Whatever the reason, something changed. I’ve been pondering my inevitable mortality and prioritizing. As a kid I felt bad for not having much, then I felt guilty as an adult for having more than others. I’m still painfully aware of the divide between the haves and have nots, but I can’t fix it. I can only do my small part to make the world a better place for others, however fleeting that may be.

It’s often said, “The days are long, but the years are short.”  At my age the days are short and, the years are even shorter. Giving and getting stuff isn’t important; friends and family are. Cherish those around you who you love, as you never know which one of them may not be around next Christmas.

© Can Stock Photo / zatletic

4 thoughts on “Christmas Cheer

  1. Peter Scott Cameron

    Beautiful, Dave.
    Goes to the heart of it.

    I want to add my experience, if you don’t mind.

    For some reason, despite all the nonsense associated with the holiday, as the decades have passed, I have remained fond of Christmas, hearkening back to the cold, snowy ones I experienced as a child in small-town far Northern Ontario, Canada, with aunts and uncles and cousins in our house and down the street. Maybe it was the deep cold and the northern lights; maybe it was the big, loving, uncles snoring on the couches after too much food and too much whiskey; maybe it was the Christmas story itself, reinforced by the late-eve magic of the carols in the small Anglican church perched on the protruding granite rock in the frozen gold-mining town; maybe it was just all the good things to eat, the things that we normally did not have; or, it could have been Mom and my sisters and I decorating the tree on Christmas eve (yes, we left it until then) — the same tree that my Dad and I had cut earlier in the day in the deep snow of the bush-land just outside of town.

    I don’t know, really. Maybe it was all of the above. But something stuck, and it has never gone away.

    Through the years I kept the good feeling, and never felt any pressure at all to join in the materialistic delusional state at all, or even to spend time with people I did not want to. When the radio stations and the culture started to go of the rails and play banal Christmas music shortly after Halloween, I have always simply turned it off, refusing to listen or participate until a few days before the actual date.

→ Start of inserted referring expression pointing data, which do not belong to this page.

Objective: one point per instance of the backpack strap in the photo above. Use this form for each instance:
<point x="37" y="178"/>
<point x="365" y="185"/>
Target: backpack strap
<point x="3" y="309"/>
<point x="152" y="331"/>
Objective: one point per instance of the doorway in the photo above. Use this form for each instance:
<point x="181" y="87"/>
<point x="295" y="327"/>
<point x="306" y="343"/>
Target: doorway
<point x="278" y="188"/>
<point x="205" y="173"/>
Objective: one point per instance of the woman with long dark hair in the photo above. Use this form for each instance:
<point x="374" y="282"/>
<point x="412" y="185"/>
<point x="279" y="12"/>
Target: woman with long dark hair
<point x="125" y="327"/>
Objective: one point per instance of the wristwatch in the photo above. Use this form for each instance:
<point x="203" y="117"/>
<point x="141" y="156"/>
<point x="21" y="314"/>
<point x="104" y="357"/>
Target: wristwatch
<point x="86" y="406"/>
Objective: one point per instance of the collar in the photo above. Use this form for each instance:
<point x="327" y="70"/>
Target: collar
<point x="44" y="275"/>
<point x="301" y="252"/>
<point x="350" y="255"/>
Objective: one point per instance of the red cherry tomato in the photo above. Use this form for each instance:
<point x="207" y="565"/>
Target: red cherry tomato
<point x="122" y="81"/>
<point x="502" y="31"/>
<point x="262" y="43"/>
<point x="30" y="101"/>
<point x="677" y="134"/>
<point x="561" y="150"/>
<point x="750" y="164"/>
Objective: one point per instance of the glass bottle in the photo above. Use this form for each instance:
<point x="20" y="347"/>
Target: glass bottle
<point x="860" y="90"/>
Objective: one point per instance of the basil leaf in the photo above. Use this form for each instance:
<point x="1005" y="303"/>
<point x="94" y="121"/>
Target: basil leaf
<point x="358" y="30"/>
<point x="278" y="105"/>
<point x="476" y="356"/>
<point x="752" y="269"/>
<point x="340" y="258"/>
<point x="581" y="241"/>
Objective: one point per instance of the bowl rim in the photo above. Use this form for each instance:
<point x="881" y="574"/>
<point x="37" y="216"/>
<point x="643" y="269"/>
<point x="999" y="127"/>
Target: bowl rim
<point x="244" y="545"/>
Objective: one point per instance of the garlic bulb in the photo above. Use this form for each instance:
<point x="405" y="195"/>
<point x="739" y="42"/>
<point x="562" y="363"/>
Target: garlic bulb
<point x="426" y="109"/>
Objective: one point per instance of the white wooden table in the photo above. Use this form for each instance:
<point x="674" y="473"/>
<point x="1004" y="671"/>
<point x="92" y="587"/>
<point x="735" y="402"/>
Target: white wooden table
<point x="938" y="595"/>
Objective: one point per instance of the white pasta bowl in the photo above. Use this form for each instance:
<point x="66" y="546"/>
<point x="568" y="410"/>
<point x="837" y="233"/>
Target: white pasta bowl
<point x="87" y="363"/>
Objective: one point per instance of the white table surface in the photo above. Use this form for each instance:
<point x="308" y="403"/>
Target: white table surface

    One nod to convention: the week before, I normally watch “A Christmas Carol” (yes, of course, the version with Alastair Sim — other versions simply do not do) and I watch “It’s a Wonderful Life.” In recent years I have added “A Christmas Story” — can’t miss Ralphie and family at that time of year. Too funny. I had a BB gun as a kid, and no doubt I almost shot my eye out.

    I have spent a couple of Christmases alone, and they have been not just okay, but beautiful and serene, delicious, even. But mostly I have made it a point to be with a few people whom I love dearly.

    So, to underscore your point: I don’t cooperate with the business of Christmas. To hell with that. All that is crass exploitation and madness, a misguided effort to make ourselves feel better in a world usurped by materialism. As you so clearly point out, that is not it.

    But now, all these years later, though not a believer as such, I still cherish the story of the birth of that good, great being, Jesus, and I feel a special thrill on a cold and starry might, as midnight on the 24th comes to be. Something magic is about to happen.

    Thank you again Dave. These pieces of yours always get me going. I hope you don’t mind the longish response.